Hey Janice!
I just hope I'm not leading you astray here . . . I'm sure if others have contrasting data to add, they will jump in.
I think what you suggest makes a lot of sense. In fact, when I was first diagnosed, my local doc initially wanted to put me on Vidaza. But I did the research and found out it really didn't make sense. So we adopted a watch-and-wait posture, while consulting with a transplant center, until I found out about IST and the Campath clinical trial at NIH. Because of the theory behind the use of IST for MDS, it made sense for me to dive into that, before my T-cells created any more havoc in my marrow. (You can read about that whole concept
here.) Otherwise, I would have stuck with watch and wait, even though I was having transfusions every six weeks.
Through consulting with the transplant center, I discovered that I have no sibling donor options, but have at least three solid matches in the registry. Knowing that is sorting of like having an ace in the hole; it gives one a bit of comfort about waiting a while for transplant.
Though my very aggressive fireball transplant doc would have me in the transplant ward tomorrow if I'd let her, I'm waiting until I see clear signs of disease progression. This is a very personal decision for everyone, so I am in no way suggesting that my line of thinking is the only correct way of thinking -- heck, it might be just plain dumb.

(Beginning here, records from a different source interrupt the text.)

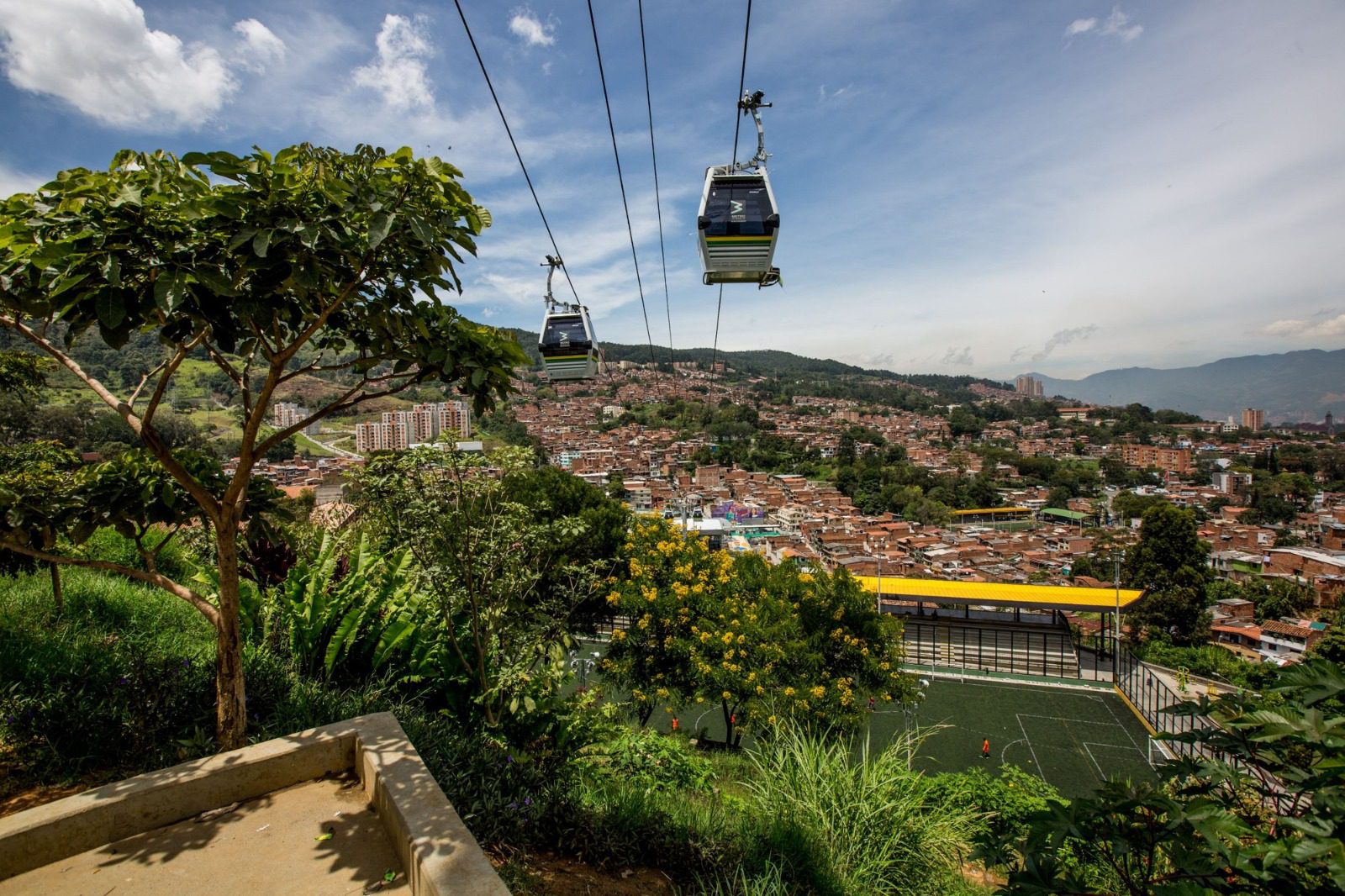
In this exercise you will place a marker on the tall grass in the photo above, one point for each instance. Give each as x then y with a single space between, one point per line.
847 826
114 683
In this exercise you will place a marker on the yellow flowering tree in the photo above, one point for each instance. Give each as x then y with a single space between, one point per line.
764 642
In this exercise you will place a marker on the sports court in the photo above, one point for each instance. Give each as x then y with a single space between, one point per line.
1073 739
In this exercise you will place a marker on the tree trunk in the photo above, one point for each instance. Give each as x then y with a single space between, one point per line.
230 698
55 589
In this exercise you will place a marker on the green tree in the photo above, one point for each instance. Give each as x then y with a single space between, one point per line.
766 643
499 576
1332 645
251 261
1169 562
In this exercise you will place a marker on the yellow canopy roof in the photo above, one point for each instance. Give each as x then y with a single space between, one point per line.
992 510
994 593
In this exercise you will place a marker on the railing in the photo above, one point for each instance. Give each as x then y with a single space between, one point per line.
1150 696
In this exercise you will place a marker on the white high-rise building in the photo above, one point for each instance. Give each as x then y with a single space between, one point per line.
398 430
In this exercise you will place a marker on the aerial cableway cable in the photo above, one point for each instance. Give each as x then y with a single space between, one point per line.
620 181
654 156
513 143
737 123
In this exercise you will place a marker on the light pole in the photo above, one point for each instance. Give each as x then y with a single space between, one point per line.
1116 654
880 586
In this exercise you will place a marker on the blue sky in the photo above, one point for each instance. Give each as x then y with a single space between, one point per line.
975 187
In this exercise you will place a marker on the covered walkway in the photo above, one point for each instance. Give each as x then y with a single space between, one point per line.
1001 627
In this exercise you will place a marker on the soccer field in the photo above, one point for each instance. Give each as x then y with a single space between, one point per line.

Risk - You can read all kinds of statistics about transplant, but the overall impression I walk away with is this: there's about a 50 percent chance that either A. the transplant will kill you, or B. You'll get some really nasty GVHD that's worse than monthly transfusions, or C. You'll relapse in two years. There's maybe a 25% chance that you come away with only minor GVHD that's about as annoying as a transfusion every month. And there's maybe a 25% chance that you come out with utterly no problem, better than you were before.
Do not try to take any of those percentages to the bank. It is just my overall impression from watching all those videos and reading a ton of stuff.
Until my transfusion requirement becomes unbearable, or my platelets or neutrophils decline into the danger zone, or I get a bunch of blasts or some nasty chromosomes, I'm probably not going to have a transplant, just based on the odds as I see them.
But, you can improve your odds. The things that really hurt your odds in transplant are being older, in poor physical condition, or having other diseases (co-morbidities). So, figuring at some point I might need a transplant, I have lost 30 lbs, exercise more, and eat better than I used to.
You sound like you have it all covered in that department.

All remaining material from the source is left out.